By the description in this link (https://www.kaggle.com/c/titanic/data) there are some categorical features (pclass, sex, survival, embarked, cabin), some numerical features (fare, parch, sibsp. Age), and some identification features (PassengerId, Name, ticket).

Also there are some missing values. In the EDA we will review this data characteristic.

In [None]:
cat_features = ['Cabin', 'Embarked', 'Sex', 'Pclass']
num_features = ['SibSp', 'Parch', 'Fare', 'Age']
id_features = ['PassengerId', 'Name', 'Ticket']
target = 'Survived'

# Data Integrity

In [None]:
#Create a dataset without the identification features (by now)
train_data = raw_train_data.drop(id_features, axis=1)
test_data = raw_test_data.drop(id_features, axis=1)
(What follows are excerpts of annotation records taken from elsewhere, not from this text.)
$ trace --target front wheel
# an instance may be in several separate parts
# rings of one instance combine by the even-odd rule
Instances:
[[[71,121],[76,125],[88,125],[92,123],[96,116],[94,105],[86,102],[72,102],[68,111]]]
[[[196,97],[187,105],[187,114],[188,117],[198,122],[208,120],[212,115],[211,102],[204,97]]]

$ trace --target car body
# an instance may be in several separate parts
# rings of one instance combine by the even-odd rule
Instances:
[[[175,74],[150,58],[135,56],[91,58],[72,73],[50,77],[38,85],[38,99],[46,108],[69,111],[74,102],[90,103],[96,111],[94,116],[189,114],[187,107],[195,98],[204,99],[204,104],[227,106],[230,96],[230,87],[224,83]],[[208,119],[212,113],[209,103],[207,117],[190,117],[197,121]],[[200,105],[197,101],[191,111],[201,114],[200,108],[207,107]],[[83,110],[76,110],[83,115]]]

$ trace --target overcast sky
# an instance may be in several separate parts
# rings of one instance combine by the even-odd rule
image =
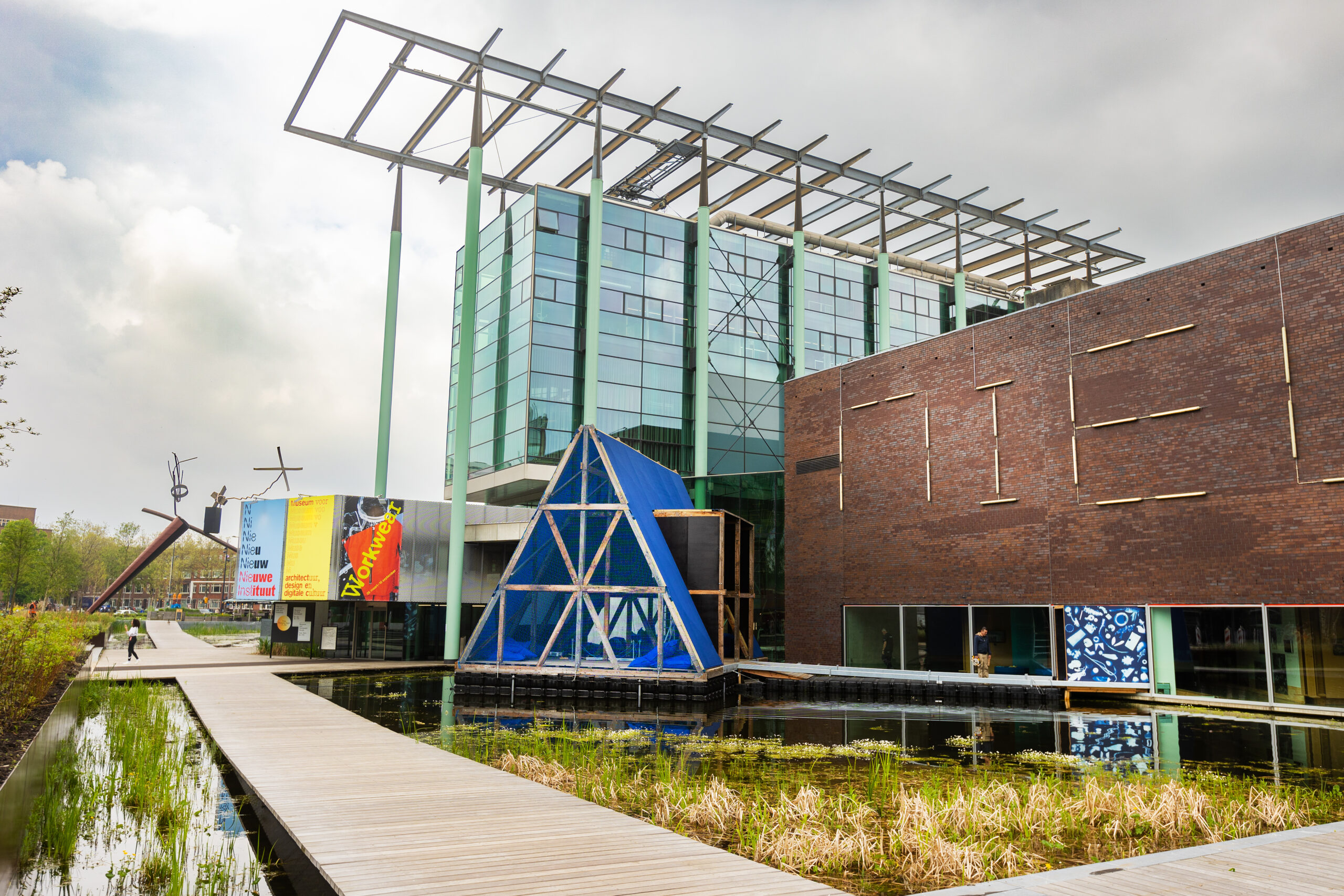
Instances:
[[[391,176],[282,130],[340,8],[0,0],[0,286],[24,290],[0,414],[42,433],[12,439],[0,504],[155,528],[177,451],[199,523],[220,485],[265,488],[277,445],[296,492],[372,489]],[[734,102],[730,128],[784,118],[788,145],[1124,227],[1132,273],[1344,211],[1340,3],[351,8],[466,46],[500,26],[496,55],[566,47],[578,81],[624,66],[622,93],[680,85],[696,118]],[[407,172],[394,496],[442,497],[462,196]]]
#Create the Dataset according to deepchecks format
train_deepchecks = Dataset(
    train_data, 
    cat_features = cat_features,
    label = target
)

In [None]:
#Run the data integrity test
integrity_suite = data_integrity()
integrity_results = integrity_suite.run(train_deepchecks)
integrity_results.save_as_html("../docs/data_integrity_report_train.html")

The data integrity evaluation shows that:
- We need to review the importance of the "Cabin" feature because of this feature has a high correlation with other features. 

- There are some rows (4.83% of the total data) with the same information but different survival predictions. This phenomenon could be appear due to missing values in some columns, it is important to make a "missing values" analysis. 

- There are data duplicates, but this behavior in the data is expected due to we dropped the identification columns and many people can share the same characteristics.